Opposée à la déchéance de la nationalité pour les terroristes binationaux, la ministre française de la Justice démissionne

Opposée à la déchéance de la nationalité pour les terroristes binationaux, la ministre française de la Justice démissionne

Christiane Taubira n’est plus la ministre de la Justice française. L’Élysée a annoncé la démission de la Garde des Sceaux ce mercredi. Opposée au projet de loi sur la déchéance de la nationalité française aux binationaux condamnés pour crime terroriste, Christiane Taubira a préféré quitter le gouvernement.

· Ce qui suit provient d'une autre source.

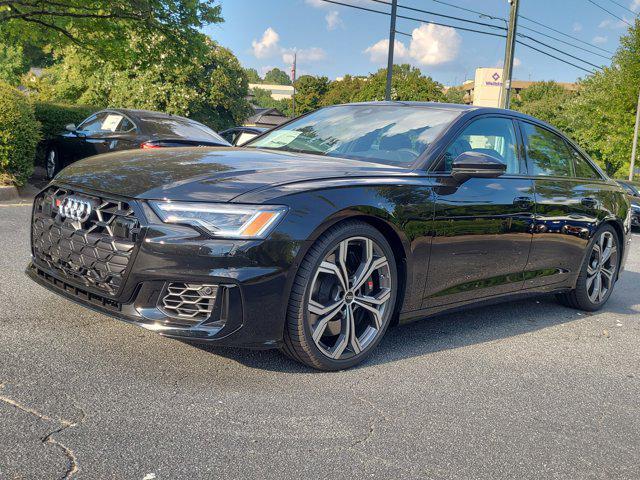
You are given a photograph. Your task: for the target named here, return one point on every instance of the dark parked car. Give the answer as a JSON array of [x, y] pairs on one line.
[[633, 190], [321, 233], [238, 136], [120, 129]]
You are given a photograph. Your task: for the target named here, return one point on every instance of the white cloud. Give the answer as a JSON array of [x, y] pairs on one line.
[[430, 45], [321, 4], [614, 24], [433, 45], [333, 20], [267, 46], [379, 51], [304, 55]]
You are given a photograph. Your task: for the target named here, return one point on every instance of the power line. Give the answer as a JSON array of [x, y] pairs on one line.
[[422, 20], [553, 56], [495, 34], [566, 35], [559, 51], [450, 17], [481, 14], [524, 27], [608, 11], [622, 6]]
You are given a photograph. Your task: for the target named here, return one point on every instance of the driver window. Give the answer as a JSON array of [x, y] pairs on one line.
[[492, 136]]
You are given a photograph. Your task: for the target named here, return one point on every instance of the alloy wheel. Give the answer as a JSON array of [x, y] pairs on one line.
[[349, 298], [601, 268], [51, 163]]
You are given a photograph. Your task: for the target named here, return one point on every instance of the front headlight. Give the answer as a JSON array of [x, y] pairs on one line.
[[222, 220]]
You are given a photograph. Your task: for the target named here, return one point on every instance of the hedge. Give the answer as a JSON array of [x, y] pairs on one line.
[[19, 135], [54, 117]]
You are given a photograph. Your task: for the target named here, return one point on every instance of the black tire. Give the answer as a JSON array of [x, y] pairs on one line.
[[52, 164], [299, 343], [583, 296]]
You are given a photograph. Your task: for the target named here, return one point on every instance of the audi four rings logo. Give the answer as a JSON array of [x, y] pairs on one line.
[[75, 208]]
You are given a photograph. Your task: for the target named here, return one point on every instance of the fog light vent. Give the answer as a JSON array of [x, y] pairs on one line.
[[192, 301]]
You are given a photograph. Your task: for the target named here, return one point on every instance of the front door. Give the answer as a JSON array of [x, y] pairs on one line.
[[482, 227]]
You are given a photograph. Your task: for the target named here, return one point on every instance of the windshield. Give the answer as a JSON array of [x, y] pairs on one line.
[[391, 134]]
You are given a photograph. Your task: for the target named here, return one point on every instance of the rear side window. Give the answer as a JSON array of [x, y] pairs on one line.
[[492, 136], [547, 153], [93, 124], [582, 167]]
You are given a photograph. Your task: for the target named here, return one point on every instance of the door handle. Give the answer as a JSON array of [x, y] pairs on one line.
[[526, 203]]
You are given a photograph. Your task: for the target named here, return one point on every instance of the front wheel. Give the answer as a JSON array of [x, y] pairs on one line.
[[342, 298], [599, 273]]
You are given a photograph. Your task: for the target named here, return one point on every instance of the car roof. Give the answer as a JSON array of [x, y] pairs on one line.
[[136, 114]]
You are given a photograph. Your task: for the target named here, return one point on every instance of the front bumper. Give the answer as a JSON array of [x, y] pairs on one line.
[[251, 280]]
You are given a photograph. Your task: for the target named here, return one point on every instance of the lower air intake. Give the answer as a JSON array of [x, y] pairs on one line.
[[189, 301]]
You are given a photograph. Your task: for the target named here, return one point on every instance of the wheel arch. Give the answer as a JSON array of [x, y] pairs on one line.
[[381, 221]]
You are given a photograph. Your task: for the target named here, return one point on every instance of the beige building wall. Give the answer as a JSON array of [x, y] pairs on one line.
[[278, 92]]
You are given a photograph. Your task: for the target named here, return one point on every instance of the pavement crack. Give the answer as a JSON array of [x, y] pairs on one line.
[[72, 461]]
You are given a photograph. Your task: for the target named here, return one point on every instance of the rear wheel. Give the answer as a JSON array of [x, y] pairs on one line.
[[342, 299], [599, 273]]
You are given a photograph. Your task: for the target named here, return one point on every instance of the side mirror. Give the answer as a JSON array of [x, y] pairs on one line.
[[476, 164]]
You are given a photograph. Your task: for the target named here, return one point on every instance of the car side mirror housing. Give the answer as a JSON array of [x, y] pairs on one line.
[[476, 165]]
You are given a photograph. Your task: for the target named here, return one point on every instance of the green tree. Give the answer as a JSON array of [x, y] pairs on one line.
[[277, 77], [454, 95], [345, 90], [262, 98], [252, 75], [211, 88], [601, 116], [310, 92], [546, 101], [408, 83], [13, 64], [109, 29]]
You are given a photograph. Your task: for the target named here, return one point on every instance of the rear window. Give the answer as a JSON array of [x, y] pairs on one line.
[[181, 128]]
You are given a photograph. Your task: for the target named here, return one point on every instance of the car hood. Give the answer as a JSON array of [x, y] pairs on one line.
[[208, 174]]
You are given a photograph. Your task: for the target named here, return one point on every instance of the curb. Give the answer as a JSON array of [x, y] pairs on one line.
[[8, 193]]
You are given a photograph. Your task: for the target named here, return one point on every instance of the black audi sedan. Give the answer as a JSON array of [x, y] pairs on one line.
[[122, 129], [319, 235]]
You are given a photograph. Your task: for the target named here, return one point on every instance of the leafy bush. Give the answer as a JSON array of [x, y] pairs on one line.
[[53, 117], [19, 134]]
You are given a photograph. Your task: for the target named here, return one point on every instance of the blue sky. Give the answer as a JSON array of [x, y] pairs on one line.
[[333, 40]]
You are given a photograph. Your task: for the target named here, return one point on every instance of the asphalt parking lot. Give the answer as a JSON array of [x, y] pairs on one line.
[[527, 389]]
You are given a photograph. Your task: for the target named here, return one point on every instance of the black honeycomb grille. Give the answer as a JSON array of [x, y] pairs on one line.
[[94, 252]]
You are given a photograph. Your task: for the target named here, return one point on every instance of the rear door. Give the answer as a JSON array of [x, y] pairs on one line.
[[570, 194], [482, 227]]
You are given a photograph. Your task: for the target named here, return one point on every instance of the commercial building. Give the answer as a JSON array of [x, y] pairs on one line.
[[278, 92], [485, 89]]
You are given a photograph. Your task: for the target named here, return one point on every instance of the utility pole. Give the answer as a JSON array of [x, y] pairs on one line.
[[505, 93], [293, 82], [392, 41], [634, 148]]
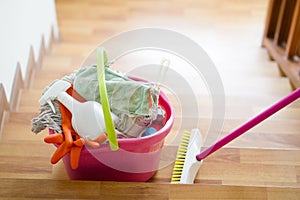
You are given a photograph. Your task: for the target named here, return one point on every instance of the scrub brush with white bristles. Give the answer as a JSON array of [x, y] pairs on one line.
[[189, 159], [186, 165]]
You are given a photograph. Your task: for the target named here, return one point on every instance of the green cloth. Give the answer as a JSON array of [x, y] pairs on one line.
[[125, 95]]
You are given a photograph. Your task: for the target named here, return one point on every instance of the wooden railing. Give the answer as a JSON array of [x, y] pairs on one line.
[[282, 37]]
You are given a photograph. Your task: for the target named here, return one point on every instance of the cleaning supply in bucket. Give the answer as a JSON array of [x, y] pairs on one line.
[[108, 118], [87, 129], [144, 105], [188, 161]]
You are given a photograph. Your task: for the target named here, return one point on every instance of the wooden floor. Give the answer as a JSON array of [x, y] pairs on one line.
[[262, 164]]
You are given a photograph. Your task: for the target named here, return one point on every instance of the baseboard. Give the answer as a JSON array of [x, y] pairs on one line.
[[4, 106], [19, 83]]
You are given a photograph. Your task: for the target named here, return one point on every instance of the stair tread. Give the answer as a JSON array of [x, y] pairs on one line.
[[110, 190]]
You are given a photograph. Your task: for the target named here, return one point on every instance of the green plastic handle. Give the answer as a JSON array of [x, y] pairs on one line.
[[109, 124]]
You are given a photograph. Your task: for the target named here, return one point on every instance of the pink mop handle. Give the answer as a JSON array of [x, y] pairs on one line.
[[250, 124]]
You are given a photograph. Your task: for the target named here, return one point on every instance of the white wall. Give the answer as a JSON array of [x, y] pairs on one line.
[[22, 23]]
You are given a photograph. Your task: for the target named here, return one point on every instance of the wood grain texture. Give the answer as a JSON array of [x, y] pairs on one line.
[[60, 189], [262, 164]]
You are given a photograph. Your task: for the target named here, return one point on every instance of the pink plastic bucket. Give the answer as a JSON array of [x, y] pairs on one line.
[[136, 160]]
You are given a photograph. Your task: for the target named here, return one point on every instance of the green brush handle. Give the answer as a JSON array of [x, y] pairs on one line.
[[109, 124]]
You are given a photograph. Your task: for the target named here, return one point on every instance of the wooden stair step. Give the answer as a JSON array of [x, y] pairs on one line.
[[64, 63], [57, 189], [73, 49]]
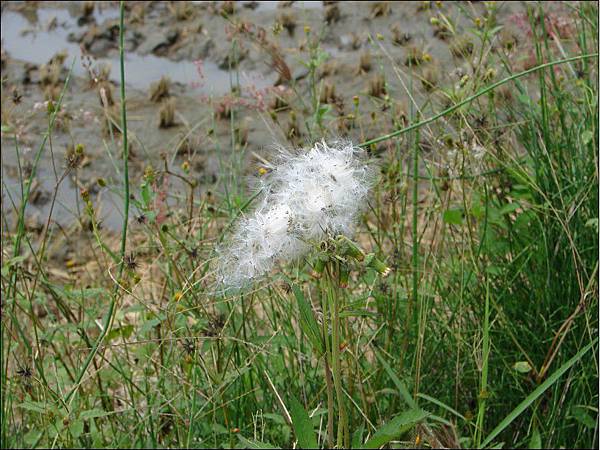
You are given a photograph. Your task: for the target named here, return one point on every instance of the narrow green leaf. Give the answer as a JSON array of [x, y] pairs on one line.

Christiane Taubira aura tenu quatre ans. Nommée par François Hollande dès le début de son mandat en 2012, la ministre de la Justice a démissionné ce mercredi de son poste. En agissant de la sorte, elle va au bout de ses idées. Elle s’était toujours opposée au projet de loi concernant la déchéance de la nationalité française aux binationaux nés sur le sol français et condamnés pour crimes terroristes.

Le timing est bien choisi : c’est ce mercredi que Manuel Valls doit défendre devant la commission des lois de l’Assemblée Nationale la réforme constitutionnelle voulue par François Hollande après les attentats de novembre. Le premier ministre va demander que cette fameuse déchéance de nationalité soit inscrite dans la Constitution française. À l’image de Christiane Taubira, plusieurs voix se sont élevées à gauche pour protester contre ce qui est considéré comme une atteinte aux droits fondamentaux des personnes nées sur le sol français.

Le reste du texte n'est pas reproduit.